In Europa sind die neuen Töne sehr unterschiedlich aufgenommen worden. Die deutsche Verteidigungsministerin Ursula von der Leyen (CDU) instrumentalisierte die Forderungen aus den Vereinigten Staaten sogleich zur Rechtfertigung ihrer eigenen massiven Aufrüstungspläne, für die sie bis 2030 zusätzliche Finanzmittel von mindestens 130 Milliarden Euro verlangt. Die Forderungen der Trump-Regierung seien «verständlich, weil die USA doppelt so viel Geld für die militärische Sicherheit ausgeben wie alle europäischen Staaten zusammen», erklärte von der Leyen. Dabei unterschlug sie allerdings, dass der überwiegende Teil der 664 Milliarden US-Dollar Militärausgaben der USA nicht für Aufgaben der Nato vorgesehen sind, sondern für globale Zwecke ausserhalb Europas.
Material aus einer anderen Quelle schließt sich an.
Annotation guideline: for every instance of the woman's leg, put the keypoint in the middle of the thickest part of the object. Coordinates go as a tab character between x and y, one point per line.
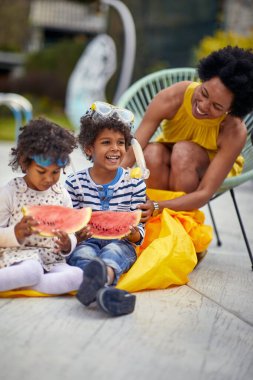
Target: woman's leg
157	157
62	279
24	274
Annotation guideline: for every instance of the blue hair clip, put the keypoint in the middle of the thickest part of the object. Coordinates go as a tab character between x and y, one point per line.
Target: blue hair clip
44	162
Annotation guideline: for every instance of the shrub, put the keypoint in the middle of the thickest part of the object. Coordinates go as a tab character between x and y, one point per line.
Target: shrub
221	39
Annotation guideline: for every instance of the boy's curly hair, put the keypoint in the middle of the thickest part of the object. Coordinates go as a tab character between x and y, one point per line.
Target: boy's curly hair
91	127
42	137
234	67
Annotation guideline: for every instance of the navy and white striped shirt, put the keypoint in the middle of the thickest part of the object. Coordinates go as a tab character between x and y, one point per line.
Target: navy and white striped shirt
119	195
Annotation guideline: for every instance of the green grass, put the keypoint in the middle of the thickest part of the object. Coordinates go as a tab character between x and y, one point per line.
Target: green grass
7	124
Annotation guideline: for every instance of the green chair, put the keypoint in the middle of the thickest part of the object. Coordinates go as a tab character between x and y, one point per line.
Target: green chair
138	96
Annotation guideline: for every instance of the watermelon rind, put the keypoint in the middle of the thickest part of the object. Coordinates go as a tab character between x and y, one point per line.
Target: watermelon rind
113	224
52	217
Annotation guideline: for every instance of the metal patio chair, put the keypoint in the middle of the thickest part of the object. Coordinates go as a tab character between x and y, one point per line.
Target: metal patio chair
138	96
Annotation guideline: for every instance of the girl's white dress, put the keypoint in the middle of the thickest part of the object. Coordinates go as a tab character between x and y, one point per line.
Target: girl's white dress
13	197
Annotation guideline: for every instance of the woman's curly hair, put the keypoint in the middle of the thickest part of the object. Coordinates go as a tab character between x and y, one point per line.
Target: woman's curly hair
91	127
42	137
234	67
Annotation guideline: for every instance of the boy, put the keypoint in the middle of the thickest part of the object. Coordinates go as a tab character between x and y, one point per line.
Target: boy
105	136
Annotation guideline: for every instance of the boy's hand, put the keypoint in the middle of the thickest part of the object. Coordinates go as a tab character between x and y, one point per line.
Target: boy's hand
134	235
24	229
62	243
84	234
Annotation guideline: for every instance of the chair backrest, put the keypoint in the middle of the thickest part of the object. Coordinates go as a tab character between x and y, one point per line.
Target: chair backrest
138	96
88	80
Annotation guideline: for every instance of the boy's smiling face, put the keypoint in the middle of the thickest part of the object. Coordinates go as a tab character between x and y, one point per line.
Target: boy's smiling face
108	150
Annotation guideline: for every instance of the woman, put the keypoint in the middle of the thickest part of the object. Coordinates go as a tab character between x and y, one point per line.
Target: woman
203	131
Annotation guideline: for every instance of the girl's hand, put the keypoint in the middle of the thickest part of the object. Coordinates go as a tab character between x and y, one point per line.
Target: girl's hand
147	210
84	234
134	235
26	227
62	242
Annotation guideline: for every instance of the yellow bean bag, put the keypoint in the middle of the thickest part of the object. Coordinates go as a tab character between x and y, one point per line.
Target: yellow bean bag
167	255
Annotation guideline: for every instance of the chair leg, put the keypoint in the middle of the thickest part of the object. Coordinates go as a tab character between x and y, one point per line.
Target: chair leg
219	243
242	227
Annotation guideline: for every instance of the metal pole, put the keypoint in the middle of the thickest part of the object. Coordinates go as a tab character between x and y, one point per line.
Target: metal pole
128	58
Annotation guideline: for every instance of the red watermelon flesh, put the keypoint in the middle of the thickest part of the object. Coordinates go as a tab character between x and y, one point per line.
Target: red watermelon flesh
58	218
113	224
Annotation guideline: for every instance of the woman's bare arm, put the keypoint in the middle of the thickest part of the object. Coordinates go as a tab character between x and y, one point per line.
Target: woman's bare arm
164	106
230	143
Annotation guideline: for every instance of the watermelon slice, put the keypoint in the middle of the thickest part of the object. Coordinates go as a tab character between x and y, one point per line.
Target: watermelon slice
58	218
113	224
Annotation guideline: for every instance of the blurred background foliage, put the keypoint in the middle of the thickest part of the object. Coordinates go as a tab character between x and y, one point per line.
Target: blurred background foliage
169	34
221	39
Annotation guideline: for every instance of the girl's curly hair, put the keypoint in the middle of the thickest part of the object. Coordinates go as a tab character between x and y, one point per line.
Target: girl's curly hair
91	127
42	137
234	67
Der neue deutsche Aussenminister Sigmar Gabriel hingegen bezeichnete die Umsetzung des Zweiprozentziels als «unrealistisch» und «unvereinbar mit der Finanzierung anderer dringender Ausgaben im Sozialbereich». In Deutschland könnte die Frage zu einem wichtigen Thema im Bundestagswahlkampf werden.
Zudem kündigt sich auch zwischen den europäischen Nato-Mitgliedern eine Kontroverse darüber an, welche finanziellen Aufwendungen eines Staates sicherheitspolitisch relevant sind. So kritisierte letzte Woche die Regierung Estlands, dass der Militäretat in Deutschland bislang nur bei 1,2 Prozent des BIP liegt. Die Regierung in Berlin konterte diese Kritik mit dem Hinweis, Deutschland habe 2016 rund 35 Milliarden Euro für die Unterbringung und Versorgung von knapp einer Million Flüchtlingen aufgewendet, während Estland nur wenige Hundert aufgenommen habe.
Einfluss Russlands
Ob die Militärausgaben in den europäischen Nato-Staaten in den nächsten Jahren tatsächlich signifikant ansteigen werden, hängt ganz wesentlich vom künftigen Verhältnis der USA zu Russland ab. Verteidigungsminister James Mattis, Vizepräsident Mike Pence sowie der einflussreiche republikanische Senator John McCain plädieren für eine Fortsetzung und Verschärfung des Konfrontationskurses gegenüber Moskau.
Das hätte auch Auswirkungen auf die europäischen Nato-Staaten, die die bisherige Politik von Sanktionen und Truppenstationierungen an der russischen Grenze mitgetragen haben. Sie wären im Fall einer Eskalation genauso wie die USA mit russischen Gegenmassnahmen konfrontiert. Ihre Militärausgaben würden sie dann wahrscheinlich auch ohne Druck aus Washington anheben.